Subject to an ongoing interpretative dispute between the US and other states, “peaceful purposes” does not rule out military craft or personnel acting peacefully in outer space; scientific research by military personnel is even singled out for protection. Rather, the wording of Article IV makes specific reference to “the Moon and celestial bodies” and effectively demilitarizes those bodies from the building of bases and fortifications, testing of weapons, or conducting of military maneuvers. Thus, any of the future military infrastructure built on these bodes would be in violation of existing law. As written the treaty only leaves open the question of a space-based military. A US Space Force confined by these prohibitions would be limited to operation in the space between celestial bodies, presumably in orbit aboard space stations or on ships located at Lagrange points in space, i.e. locations with unobstructed exposure to the sun for a near constant supply of solar power.
Even operating within the limited environment of outer space, a US Space Force tasked with securing US interests and space access, risks violating the broader restrictions of the Outer Space Treaty. Specifically, Article I that states “space exploration and use of outer space, including the Moon and other celestial bodies, shall be carried out for the benefit and in the interests of all countries,” and Article II’s restriction that outer space and celestial bodies are “not subject to national appropriation by claim of sovereignty, by means of use or occupation, or by any other means.”
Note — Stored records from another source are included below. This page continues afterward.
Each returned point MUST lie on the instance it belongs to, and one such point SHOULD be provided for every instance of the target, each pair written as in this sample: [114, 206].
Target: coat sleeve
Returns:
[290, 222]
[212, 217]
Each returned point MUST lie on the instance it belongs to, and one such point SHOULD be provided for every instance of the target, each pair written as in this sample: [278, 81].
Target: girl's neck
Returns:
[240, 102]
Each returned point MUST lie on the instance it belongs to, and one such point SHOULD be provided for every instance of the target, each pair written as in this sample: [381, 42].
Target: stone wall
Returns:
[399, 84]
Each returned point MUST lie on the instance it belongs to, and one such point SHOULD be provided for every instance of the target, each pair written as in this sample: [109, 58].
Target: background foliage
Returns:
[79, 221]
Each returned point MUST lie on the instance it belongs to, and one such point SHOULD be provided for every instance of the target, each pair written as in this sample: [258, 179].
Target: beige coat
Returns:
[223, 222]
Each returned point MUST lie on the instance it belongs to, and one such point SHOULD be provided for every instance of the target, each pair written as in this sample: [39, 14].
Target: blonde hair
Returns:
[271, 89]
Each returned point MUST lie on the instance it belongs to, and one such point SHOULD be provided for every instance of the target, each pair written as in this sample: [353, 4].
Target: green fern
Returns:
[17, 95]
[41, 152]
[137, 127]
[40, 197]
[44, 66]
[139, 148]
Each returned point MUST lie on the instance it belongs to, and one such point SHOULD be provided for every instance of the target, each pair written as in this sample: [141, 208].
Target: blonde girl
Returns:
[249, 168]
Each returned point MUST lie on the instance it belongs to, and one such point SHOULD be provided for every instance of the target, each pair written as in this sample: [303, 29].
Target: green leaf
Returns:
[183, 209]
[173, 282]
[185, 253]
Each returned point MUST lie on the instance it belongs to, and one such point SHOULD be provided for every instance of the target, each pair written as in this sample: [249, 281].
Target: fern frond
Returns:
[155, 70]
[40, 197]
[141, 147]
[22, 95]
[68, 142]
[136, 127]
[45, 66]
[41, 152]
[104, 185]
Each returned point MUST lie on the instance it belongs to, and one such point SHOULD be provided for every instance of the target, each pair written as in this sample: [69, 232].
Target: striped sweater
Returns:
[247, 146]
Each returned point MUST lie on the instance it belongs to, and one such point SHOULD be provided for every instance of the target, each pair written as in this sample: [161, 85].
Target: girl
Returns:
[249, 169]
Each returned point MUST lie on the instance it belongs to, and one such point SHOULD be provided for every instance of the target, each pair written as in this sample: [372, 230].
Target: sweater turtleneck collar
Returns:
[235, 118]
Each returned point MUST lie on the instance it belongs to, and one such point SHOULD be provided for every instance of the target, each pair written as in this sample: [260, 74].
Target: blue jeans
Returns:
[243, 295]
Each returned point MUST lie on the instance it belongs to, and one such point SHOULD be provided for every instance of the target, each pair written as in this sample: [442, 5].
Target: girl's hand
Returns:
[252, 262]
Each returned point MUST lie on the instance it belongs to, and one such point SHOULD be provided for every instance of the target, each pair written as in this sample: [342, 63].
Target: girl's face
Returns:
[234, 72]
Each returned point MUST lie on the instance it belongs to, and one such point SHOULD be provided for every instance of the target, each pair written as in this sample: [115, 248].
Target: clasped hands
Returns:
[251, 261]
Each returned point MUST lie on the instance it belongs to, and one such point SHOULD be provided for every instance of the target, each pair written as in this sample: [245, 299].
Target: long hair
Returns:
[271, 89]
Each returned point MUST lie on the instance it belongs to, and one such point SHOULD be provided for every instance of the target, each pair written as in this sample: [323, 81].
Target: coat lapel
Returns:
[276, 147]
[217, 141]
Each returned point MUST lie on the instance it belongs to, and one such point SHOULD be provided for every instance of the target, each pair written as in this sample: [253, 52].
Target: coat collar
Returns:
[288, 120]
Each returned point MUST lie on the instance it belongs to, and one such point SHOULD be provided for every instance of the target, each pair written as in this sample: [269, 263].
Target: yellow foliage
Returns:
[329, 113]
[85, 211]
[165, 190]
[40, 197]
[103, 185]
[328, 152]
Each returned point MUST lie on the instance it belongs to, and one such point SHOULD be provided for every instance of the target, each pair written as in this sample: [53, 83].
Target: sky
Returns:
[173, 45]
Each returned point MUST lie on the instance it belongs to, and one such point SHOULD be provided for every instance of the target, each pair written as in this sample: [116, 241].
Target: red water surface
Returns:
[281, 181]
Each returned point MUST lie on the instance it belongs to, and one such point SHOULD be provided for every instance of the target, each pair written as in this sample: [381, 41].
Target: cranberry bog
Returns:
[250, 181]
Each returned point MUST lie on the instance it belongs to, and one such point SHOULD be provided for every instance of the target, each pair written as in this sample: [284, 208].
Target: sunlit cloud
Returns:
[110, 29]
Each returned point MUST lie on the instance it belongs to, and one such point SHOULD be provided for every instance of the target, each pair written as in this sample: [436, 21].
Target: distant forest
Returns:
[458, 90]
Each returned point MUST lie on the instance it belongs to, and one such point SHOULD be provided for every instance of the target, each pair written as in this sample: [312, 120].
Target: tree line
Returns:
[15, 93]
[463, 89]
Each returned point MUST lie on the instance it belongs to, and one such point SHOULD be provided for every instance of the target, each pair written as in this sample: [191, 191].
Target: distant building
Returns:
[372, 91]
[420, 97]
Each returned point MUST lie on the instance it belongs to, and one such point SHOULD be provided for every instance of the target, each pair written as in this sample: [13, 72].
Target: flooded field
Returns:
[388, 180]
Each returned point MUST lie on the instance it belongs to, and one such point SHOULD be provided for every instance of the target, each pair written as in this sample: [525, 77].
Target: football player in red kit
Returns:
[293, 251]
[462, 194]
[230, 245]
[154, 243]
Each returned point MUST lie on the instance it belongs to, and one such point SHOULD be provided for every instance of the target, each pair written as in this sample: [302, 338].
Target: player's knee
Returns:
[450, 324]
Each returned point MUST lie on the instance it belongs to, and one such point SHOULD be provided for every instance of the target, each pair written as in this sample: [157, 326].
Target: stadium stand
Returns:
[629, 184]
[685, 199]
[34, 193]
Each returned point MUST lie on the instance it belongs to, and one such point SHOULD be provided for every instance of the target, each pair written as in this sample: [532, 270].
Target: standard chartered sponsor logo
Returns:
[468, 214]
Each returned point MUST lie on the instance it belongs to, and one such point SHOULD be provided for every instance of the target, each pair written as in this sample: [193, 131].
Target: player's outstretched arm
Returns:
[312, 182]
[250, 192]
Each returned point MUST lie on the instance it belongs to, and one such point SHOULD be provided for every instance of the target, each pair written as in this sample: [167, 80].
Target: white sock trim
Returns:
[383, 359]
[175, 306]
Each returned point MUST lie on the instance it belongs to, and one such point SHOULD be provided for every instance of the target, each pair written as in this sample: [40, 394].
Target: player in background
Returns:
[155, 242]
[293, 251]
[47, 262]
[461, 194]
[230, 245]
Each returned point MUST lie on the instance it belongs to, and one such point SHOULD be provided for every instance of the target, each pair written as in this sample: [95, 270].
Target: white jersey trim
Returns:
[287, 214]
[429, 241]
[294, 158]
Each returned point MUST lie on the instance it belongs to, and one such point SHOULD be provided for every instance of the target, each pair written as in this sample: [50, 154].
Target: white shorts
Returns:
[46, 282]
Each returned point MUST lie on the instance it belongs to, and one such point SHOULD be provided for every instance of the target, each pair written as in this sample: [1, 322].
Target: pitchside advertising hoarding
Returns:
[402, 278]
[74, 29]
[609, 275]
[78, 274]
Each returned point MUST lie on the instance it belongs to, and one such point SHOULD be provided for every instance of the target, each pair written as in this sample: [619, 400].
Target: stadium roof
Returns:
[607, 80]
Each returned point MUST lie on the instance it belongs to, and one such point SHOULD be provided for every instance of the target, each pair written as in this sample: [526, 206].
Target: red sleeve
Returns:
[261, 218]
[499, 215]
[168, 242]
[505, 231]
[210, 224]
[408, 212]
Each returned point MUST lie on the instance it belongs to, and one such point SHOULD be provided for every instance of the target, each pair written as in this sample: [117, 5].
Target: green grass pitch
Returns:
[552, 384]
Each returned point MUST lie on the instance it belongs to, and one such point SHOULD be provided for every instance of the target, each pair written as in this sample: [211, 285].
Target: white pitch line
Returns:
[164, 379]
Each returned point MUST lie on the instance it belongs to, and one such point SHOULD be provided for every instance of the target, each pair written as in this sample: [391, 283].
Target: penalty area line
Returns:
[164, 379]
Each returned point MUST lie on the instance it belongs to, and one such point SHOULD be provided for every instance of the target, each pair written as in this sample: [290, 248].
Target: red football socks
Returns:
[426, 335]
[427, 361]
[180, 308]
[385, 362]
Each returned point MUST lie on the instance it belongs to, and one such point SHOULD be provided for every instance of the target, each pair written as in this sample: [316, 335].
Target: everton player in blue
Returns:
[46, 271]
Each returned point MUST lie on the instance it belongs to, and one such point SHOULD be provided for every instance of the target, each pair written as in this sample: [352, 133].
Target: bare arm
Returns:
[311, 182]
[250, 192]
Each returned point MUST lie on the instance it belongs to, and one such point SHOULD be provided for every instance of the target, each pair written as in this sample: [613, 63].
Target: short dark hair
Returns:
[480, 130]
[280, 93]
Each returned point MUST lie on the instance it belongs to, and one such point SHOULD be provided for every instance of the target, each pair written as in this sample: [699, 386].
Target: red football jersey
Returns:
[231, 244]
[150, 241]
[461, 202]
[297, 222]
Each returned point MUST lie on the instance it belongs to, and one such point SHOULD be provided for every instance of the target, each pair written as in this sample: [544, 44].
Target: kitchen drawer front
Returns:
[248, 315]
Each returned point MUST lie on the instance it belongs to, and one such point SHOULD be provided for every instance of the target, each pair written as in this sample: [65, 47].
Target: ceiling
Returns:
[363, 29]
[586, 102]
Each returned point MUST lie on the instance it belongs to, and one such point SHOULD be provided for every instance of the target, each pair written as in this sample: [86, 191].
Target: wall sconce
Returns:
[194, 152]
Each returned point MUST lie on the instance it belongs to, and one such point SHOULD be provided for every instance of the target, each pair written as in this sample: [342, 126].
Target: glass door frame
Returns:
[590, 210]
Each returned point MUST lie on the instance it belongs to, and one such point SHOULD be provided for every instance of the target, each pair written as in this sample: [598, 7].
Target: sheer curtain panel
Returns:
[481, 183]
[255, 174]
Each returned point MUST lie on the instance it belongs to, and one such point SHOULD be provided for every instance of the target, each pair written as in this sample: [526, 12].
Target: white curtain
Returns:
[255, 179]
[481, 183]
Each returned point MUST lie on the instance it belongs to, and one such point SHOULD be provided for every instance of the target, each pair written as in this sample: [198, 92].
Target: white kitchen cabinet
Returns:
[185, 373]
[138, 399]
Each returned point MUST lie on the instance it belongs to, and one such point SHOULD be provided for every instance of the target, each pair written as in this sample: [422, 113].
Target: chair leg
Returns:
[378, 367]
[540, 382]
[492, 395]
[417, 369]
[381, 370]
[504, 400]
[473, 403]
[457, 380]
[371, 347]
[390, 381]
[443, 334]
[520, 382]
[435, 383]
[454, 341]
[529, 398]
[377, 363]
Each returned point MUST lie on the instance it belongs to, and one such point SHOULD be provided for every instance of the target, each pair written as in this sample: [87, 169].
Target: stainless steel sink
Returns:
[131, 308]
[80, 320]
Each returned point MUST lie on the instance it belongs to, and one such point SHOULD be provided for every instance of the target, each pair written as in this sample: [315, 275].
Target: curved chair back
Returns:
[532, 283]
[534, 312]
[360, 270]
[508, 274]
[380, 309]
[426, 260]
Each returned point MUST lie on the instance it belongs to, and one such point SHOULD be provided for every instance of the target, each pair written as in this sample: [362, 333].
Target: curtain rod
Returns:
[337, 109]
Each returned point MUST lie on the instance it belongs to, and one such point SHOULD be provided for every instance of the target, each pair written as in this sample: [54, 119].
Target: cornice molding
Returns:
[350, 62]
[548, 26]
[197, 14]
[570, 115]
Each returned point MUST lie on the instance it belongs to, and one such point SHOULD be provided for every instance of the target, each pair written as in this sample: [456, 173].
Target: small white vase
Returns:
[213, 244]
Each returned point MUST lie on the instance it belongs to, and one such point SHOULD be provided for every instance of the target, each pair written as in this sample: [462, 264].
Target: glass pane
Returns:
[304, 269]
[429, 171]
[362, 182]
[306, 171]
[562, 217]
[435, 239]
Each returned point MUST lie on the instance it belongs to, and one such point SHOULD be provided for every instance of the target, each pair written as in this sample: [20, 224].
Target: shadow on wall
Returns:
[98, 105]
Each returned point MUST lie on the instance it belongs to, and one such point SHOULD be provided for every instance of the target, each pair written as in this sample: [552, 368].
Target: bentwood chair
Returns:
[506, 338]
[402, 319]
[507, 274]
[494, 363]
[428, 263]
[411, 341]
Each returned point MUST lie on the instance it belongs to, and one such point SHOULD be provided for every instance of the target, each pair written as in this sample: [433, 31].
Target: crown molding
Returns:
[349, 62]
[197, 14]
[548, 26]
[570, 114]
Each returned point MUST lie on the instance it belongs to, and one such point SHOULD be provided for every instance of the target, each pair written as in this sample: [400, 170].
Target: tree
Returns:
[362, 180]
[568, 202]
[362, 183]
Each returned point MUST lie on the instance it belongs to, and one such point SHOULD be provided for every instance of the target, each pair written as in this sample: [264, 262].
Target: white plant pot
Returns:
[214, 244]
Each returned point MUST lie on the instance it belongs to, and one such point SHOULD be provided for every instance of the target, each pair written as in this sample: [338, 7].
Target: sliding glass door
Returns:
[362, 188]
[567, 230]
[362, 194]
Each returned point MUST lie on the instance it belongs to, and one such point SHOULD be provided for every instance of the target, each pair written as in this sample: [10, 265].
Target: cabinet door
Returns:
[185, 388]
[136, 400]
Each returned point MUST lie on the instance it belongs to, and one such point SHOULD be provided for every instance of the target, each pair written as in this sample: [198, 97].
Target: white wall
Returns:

As with legal limitations faced by the US Navy on the high seas, a US Space Force that dominates space by imposing regulatory authority on transit or, through US occupation of space, limits the access of other states to outer space would doubtless provoke legal challenges. Yet, as the comments above indicate, that appears to be exactly the intended purpose of a US Space Force – to dominate and control space for the benefit of US national security and commerce. How this dominance is realized will matter for the US Space Force. The use of force laws extends to self-defense or UN sanctioned actions. Thus, any threatening, preemptive, or forceful behavior without provocation would still violate international law. Lastly, even if nary a shot is fired, under Article VII and IX of the Outer Space Treaty, collisions, pollution, and space debris from a US Space Force stationed in orbit or at a Lagrange point would all expose the US to legal liability should any of these items affect the well-being of other states.
In sum, there exists a small legal window in existing international space law to realize a US Space Force. Much of the dominance and warfighting language being thrown around now would undoubtedly lead the US into legally treacherous waters. Beyond a basic capacity for self-defense, the view through that small legal window is less Star Wars and more Star Trek.